I grandi poeti esercitano senza eccezioni la loro azione combinatoria in un mondo che verrà dopo di loro: così le vie di Parigi delle poesie di Baudelaire sono comparse solo dopo il 1900 e anche le figure di Dostoevskij non prima di allora.

Walter Benjamin


Ultima lettura

July 28, 2007

Ho letto questo libro. Mi ha dato una strana sensazione (oltre ad essermi piaciuto assai).

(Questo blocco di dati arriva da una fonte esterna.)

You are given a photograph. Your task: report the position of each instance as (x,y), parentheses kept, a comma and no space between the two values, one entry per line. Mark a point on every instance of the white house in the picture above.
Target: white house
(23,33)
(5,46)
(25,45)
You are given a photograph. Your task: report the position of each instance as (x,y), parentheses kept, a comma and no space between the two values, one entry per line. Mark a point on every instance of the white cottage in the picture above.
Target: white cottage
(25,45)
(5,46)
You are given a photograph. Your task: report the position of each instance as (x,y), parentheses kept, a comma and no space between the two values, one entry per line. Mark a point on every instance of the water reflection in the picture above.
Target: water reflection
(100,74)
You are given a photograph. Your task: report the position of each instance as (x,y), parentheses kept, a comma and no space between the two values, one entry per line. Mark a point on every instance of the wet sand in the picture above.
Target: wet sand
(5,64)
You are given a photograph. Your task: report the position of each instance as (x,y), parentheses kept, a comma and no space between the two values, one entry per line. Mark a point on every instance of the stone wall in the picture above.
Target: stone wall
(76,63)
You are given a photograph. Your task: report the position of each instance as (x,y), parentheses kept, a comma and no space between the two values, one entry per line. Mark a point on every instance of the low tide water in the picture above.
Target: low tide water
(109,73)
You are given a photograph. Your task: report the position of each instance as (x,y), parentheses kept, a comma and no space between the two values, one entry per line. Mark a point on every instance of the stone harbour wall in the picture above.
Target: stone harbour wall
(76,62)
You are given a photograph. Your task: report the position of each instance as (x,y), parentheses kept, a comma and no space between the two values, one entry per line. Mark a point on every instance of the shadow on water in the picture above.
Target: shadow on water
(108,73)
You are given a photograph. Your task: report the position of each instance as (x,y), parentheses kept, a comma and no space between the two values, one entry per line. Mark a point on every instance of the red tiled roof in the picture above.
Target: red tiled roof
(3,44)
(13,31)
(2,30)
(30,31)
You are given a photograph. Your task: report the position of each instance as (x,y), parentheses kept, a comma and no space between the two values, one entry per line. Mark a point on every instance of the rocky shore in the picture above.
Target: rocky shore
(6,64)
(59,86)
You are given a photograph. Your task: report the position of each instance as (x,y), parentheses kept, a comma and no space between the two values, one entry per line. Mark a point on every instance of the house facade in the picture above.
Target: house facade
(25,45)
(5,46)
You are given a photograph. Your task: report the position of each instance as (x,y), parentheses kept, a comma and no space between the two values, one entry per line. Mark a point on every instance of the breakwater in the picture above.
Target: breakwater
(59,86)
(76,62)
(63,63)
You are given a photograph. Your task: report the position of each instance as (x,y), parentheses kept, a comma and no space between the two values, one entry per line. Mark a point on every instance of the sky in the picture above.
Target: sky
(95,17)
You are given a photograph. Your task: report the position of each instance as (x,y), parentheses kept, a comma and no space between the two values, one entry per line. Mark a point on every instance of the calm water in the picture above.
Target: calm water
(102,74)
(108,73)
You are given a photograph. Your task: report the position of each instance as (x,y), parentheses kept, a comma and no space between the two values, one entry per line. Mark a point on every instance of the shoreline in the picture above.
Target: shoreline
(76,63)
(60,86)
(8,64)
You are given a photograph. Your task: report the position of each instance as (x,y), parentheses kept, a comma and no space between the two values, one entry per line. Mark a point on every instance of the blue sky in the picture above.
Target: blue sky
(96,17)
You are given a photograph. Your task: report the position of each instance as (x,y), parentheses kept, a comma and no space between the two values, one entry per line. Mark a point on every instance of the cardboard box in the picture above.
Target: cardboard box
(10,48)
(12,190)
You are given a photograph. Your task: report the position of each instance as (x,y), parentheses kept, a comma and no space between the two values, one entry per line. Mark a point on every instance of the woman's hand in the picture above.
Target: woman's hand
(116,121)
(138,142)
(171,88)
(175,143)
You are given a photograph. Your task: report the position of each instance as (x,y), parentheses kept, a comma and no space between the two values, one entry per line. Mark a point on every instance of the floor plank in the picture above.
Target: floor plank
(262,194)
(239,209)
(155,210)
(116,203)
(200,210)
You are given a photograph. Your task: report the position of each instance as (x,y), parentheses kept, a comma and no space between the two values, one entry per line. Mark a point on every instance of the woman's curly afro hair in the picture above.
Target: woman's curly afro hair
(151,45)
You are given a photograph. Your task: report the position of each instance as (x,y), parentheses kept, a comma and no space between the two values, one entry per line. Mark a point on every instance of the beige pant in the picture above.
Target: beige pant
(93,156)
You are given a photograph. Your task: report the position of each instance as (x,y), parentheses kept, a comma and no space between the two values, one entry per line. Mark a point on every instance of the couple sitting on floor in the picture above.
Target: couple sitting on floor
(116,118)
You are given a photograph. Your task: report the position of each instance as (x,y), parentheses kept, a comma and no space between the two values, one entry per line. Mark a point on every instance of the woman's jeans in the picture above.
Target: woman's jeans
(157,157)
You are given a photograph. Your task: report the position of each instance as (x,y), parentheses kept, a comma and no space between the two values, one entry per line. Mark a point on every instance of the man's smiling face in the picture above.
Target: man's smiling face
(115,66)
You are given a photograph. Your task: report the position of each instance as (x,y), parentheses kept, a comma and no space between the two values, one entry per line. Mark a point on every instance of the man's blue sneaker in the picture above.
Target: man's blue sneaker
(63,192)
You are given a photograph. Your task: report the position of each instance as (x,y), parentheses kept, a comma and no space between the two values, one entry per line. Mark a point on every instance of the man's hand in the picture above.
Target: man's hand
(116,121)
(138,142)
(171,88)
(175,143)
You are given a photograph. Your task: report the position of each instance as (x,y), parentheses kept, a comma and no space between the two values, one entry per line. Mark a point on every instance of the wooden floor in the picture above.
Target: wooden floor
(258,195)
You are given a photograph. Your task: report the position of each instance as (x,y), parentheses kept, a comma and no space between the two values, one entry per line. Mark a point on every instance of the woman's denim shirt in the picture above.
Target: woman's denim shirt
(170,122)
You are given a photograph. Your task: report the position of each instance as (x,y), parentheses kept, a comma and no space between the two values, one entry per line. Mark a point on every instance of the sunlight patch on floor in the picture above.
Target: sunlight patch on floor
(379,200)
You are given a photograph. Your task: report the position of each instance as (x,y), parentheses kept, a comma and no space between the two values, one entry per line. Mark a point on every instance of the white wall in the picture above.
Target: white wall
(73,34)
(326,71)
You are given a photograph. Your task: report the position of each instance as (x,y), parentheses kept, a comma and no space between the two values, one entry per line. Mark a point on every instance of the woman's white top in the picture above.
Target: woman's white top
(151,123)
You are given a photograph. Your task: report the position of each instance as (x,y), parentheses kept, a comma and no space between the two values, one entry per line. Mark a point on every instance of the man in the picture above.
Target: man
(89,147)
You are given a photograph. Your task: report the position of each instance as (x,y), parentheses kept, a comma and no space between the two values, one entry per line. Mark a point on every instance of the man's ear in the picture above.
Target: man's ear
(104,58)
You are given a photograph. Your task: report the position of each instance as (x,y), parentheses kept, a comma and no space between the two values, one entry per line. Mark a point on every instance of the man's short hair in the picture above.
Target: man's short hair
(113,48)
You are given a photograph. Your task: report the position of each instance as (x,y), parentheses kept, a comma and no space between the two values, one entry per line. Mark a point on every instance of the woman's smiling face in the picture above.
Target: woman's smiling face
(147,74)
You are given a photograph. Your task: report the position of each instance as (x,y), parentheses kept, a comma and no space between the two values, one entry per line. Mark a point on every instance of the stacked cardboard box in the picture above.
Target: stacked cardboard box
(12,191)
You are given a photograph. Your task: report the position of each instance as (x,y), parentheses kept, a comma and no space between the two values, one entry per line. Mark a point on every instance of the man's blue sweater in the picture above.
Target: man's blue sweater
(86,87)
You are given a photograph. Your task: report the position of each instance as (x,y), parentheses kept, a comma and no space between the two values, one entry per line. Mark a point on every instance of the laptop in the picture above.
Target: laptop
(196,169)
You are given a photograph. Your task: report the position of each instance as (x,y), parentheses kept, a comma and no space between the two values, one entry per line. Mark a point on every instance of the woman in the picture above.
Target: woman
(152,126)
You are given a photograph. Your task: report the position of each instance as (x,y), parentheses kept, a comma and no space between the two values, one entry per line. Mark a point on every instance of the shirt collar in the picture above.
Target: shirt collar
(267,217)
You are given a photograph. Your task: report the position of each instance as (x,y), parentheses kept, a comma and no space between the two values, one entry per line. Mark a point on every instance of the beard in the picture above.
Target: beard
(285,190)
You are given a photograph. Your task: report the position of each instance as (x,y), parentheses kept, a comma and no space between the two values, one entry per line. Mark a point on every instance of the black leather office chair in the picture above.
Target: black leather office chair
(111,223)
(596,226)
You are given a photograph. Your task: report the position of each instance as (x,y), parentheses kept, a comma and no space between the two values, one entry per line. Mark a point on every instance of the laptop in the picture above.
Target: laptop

Quella che le cose non siano mai come ce le raccontano. Mi è venuto da chiedermi perché le persone che cianciano (eh, sì, cianciano, chiacchierano a vuoto, si riempiono la bocca, mettetela come volete) dell’omologazione della nostra editoria non tengano mai in conto libri come questo, o questo. Forse fanno finta che non esistano (forse non si sono accorti che esistono), perché metterebbero in discussione le loro certezze e dovrebbero accettare che l’editoria è un complesso gioco di alti e bassi, compromessi e azioni coraggiose anziché il rancido e putrescente incrocio di pulsioni meschine che immaginano (immagine orrida ma rassicurante). E soprattutto che la narrativa contemporanea non è né più omologata né più schiava dei best seller di quella di quarant’anni fa. Dimenticano infatti che negli anni ’60, per dire, erano Fenoglio o Gadda a farsi strada tra i Castellaneta, i Luca Goldoni e i Nantas Salvalaggio (e non viceversa). E che tra gli stranieri Cronin vendeva dieci volte di più di un Faulkner (Nobel o meno).